DYKE No.1, p.3, In which we try to explain our core beliefs about writing the magazine.

"In our first issue in the introduction we told you about ourselves. One woman accused us of star tripping. We believe that every product reflects its maker, and that every woman’s ideas are formed by her experience, which in turn is formed by her thoughts. We wanted to tell you up front who we are and what our perspective is. We don’t think that we should make you guess who we are. We don’t want to mystify or objectify ourselves.

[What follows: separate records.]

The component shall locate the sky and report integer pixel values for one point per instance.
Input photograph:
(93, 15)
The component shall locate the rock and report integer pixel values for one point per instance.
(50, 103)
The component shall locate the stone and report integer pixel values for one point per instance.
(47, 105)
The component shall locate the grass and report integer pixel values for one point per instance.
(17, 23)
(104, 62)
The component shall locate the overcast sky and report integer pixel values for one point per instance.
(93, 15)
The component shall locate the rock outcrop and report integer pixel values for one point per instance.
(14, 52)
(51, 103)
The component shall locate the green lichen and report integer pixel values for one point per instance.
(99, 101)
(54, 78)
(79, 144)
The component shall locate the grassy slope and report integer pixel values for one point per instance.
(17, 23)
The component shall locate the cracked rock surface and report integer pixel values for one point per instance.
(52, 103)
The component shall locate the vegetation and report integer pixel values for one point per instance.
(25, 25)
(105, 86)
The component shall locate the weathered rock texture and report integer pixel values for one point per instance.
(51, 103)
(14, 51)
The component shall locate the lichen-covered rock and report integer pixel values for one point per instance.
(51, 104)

 DYKE has a positive Lesbian-identified perspective. We see our Lesbianism reflected in every aspect of our lives. Some women did not understand how we could run an article on clothes and an article on Dykes in prison in the same issue. They thought that this was at best puzzling and at worst counterrevolutionary. In fact both are elements in Lesbian’s lives. By examining our own lives and the lives of other Lesbians, we refine our comprehension of what it means to be a Dyke. We feel that anything a woman does that expresses her Dyke self is worthy of recognition and analysis. The more we know, the stronger we become.


We hope this magazine is becoming a place for Dyke-minded women across the country to exchange ideas. We are very eager for feedback and information about lesbian culture. It is essential for DYKE that Lesbians reading it make the effort to write and tell us about themselves and their ideas. We pay for all articles and graphics that we use."  Liza and Penny Winter 1975


DYKE, A Quarterly No 2: COVER

DYKE A Quarterly-No2 cover
DYKE A Quarterly, Cover, No. 2

The women on the cover all worked at Bread and Roses, the women's restaurant in Cambridge MA. There is a lengthy interview with them inside the magazine.

LIFE magazine March 1, 1943Many of our readers had trouble with the cover of issue #2. We meant it as an homage, a reference, and a spoof on LIFE Magazine. The iconic red banner, the typeface...all should have been an easy tip off. Surprisingly few of our readers got it.

We, on the other hand, thought it was both clever and funny.